Nowadays, human senses and anatomical features are used in various applications. In particular, information collected from movement of hands, head and eyes are utilized as an input argument for different systems such as intelligent systems, robot control, security, assistive applications, and human diagnosis, etc. As a matter of fact, these inputs are essential for increasing the reliability of above-mentioned systems. Among these movements, eye movement is the most popular because of its crucial role in transmitting huge environmental data to the brain.
Human beings acquire 80–90% of the external world knowledge from their eyes [1]. The human eye has communication with the brain at very high speed and wide band [2]. Accordingly, vision is the most important part of our senses. Currently, it is likely that our behaviors and considerations might be recognizable with the help of the eye gaze. Where we place and how we move our gaze is associated with what we pay attention to [3]. In this regard, the significance of visual information and information evaluators is growing.
Visual information can be acquired through eye gaze tracking. Gaze tracking technology includes a sophisticated device that tracks and records where people look, together with movements of the eye gaze. In the literature, the most popular eye tracking methods are electrooculogram (EOG) [4], scleral magnetic search coils [5] and noninvasive video-based pupil-corneal reflection tracking [6].
A contemporary and widely-adopted method among traditional gaze tracking methods [7,8,9] is video image based pupil center-corneal reflection method (PCCR) which does not require physical contact with the user’s eye area. As it is not intrusive, PCCR is considered to be the most improved gaze tracking technology in recent years [10,11]. In PCCR methods, pupil center relative position with respect to corneal reflection which is called “glint” is the main point. Besides this, gaze estimation is performed by detecting the center of the pupil and corneal reflections created by illuminators. Consequently, gaze estimations are done via using single [12,13] or multiple illuminator-based methods [14,15,16] in many eye tracking studies.
Eye gaze tracking systems can employ visible or infrared (IR) light as an illuminator.

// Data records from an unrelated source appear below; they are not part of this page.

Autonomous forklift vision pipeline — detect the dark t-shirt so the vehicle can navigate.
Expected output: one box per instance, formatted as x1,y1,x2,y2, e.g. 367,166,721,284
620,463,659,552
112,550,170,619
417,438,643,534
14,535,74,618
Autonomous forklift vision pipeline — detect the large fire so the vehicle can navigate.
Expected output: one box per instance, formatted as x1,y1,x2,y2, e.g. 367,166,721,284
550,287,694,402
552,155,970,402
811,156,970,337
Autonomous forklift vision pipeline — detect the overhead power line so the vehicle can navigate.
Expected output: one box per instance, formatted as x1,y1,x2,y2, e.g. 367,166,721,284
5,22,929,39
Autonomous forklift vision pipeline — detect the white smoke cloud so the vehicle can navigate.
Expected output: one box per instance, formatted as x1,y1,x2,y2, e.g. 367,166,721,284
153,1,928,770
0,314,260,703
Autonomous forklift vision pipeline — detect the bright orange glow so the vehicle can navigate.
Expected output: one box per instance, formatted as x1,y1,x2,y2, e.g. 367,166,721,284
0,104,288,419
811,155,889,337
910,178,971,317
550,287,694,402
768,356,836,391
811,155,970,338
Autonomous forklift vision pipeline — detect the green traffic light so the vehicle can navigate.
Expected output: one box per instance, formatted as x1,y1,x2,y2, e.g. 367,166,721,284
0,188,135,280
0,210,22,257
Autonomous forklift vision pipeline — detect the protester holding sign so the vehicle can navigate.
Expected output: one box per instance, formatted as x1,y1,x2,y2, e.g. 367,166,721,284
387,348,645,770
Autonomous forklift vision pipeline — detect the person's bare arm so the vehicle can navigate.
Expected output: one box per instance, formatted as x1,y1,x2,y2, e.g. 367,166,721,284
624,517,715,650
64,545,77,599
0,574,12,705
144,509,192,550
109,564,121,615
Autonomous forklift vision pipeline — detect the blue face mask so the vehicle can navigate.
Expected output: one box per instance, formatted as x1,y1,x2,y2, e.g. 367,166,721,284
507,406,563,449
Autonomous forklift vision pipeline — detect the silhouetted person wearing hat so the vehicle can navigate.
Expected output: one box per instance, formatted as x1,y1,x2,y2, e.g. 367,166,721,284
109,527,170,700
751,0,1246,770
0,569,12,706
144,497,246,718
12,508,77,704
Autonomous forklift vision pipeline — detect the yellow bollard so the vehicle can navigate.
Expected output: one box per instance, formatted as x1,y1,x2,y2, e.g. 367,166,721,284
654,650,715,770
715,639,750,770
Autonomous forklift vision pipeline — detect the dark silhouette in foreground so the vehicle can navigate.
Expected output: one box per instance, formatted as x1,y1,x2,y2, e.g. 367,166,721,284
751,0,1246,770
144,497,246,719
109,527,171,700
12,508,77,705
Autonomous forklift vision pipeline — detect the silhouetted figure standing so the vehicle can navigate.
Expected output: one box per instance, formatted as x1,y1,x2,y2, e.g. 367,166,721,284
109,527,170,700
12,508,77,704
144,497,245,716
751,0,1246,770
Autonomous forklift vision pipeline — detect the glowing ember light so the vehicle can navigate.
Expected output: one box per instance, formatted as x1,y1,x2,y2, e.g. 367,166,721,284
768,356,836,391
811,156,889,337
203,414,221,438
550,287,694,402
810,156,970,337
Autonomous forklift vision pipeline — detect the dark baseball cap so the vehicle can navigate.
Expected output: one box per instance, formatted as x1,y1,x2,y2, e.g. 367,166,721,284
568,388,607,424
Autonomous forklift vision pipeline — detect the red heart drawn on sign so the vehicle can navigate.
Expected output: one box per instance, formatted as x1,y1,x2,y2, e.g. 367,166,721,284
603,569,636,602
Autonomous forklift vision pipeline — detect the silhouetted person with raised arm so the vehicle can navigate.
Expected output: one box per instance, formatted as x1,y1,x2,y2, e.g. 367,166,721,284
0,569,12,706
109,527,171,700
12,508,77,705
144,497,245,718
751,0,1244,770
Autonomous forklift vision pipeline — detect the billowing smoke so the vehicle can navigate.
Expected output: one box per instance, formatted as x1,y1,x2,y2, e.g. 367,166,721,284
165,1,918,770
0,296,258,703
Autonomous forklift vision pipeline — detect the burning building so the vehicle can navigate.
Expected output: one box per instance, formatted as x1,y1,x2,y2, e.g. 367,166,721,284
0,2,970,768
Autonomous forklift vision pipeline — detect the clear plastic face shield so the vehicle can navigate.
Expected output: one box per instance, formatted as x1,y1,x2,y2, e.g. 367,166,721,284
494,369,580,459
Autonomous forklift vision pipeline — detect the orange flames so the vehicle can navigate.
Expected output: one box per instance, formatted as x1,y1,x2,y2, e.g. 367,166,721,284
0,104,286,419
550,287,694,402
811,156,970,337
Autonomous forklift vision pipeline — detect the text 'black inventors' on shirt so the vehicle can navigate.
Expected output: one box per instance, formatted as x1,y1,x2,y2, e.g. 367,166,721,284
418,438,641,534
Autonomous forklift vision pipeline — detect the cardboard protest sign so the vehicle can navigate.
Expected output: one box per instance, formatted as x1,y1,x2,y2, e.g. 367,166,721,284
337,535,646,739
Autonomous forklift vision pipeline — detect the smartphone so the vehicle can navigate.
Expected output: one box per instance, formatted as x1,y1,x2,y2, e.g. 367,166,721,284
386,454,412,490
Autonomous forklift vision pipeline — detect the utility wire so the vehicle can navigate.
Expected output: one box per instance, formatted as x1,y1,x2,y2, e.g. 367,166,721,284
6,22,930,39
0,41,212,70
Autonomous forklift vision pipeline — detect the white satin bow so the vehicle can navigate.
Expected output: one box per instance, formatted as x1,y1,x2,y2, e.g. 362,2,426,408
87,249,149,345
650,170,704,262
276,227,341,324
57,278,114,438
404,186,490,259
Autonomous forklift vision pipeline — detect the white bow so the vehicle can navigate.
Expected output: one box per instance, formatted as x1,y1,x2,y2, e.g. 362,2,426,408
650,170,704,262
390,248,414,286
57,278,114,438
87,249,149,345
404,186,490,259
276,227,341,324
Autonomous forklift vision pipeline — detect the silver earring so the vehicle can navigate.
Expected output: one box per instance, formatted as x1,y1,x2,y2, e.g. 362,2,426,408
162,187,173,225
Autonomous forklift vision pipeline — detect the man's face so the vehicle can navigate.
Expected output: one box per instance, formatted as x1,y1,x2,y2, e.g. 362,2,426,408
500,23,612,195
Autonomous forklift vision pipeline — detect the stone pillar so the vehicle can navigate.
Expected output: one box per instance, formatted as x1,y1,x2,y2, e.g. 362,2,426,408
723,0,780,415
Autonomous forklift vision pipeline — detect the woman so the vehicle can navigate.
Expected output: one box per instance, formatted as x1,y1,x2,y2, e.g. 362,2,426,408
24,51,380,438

When visible light is preferred, it is difficult to detect pupil center and distinguish the pupil from noisy reflections. On the other hand, IR light eases pupil detection by means of near infrared (NIR) cameras. Thus, many eye tracker applications use IR light with NIR cameras. According to the eye tracking processes, one or more NIR cameras are utilized to obtain 2D or 3D video images. Three-dimensional video image-based systems have higher accuracies but they have lower working frequencies.
Eye gaze estimation of users can be carried out using lots of techniques. Eye trackers have been designed as wearable or as remote gaze tracking systems. In the form of a wearable system, an eye tracking camera is mounted on the user’s head [17,18]. In the remote system, visual perception is acquired by a remote camera system [19,20]. This case is more convenient for the users.
Recently, several video-based pupil detection algorithms such as the Ellipse selector (ElSe) [21], the Exclusive Curve Selector (ExCuSe) [22], and the Convolutional Neural Network (CNN) [23] have been proposed to estimate eye pupil at high detection rates and low computational costs. The Ellipse selector (ElSe) is based on ellipse evaluation of a filtered edge image and pupil contour validation. It is a robust, resource-saving approach that can be integrated in embedded architectures. ExCuSe analyses the images depending on reflections based on intensity histograms. Edge detectors, morphologic operations, and the angular integral projection function are applied to detect the pupil contour in this algorithm. CNN is a dual convolutional neural network pipeline. In the first stage, the pipeline performs pupil position determination using a convolutional neural network. Then, subregions are derived from the downscaled input image. The second pipeline stage employs another convolutional neural network to refine this pupil position by means of the subregions. These algorithms have contributed to create eye image-based data sets. These data sets include real world scenarios, such as illumination changes, reflections (on glasses), make-up, non-centered eye recording, and physiological eye characteristics. ExCuSe used Swirski data set and provided 17 new hand-labeled data sets. ElSe used Swirski and ExCuse data sets and provided seven new hand-labeled data sets. These studies were performed on approximately 200,000 frames [24].
It is proven that eye gaze systems’ accuracies increase when the users’ head movements are restricted. To achieve high level accuracy values, many commercial companies use a chin rest to keep the head fixed while the gaze estimation process is performed with a desktop-mounted gaze tracking system. At the beginning of the gaze estimation, users are taken into the calibration process. Generally, users are asked to look at one, four or nine points located on the screen [25,26]. If the number of the calibration points is augmented, gaze estimation error decreases. Gaze estimation error is still a challenge in which linear or nonlinear functions are applied to overcome.
Gaze tracking systems have been extensively exploited in different application areas such as human computer interaction, aviation, medicine, robot control, production tests, augmented reality, psychoanalysis, sports training, computer games, training simulators, laser surgery, flight simulations, product development, fatigue detection, and in the military.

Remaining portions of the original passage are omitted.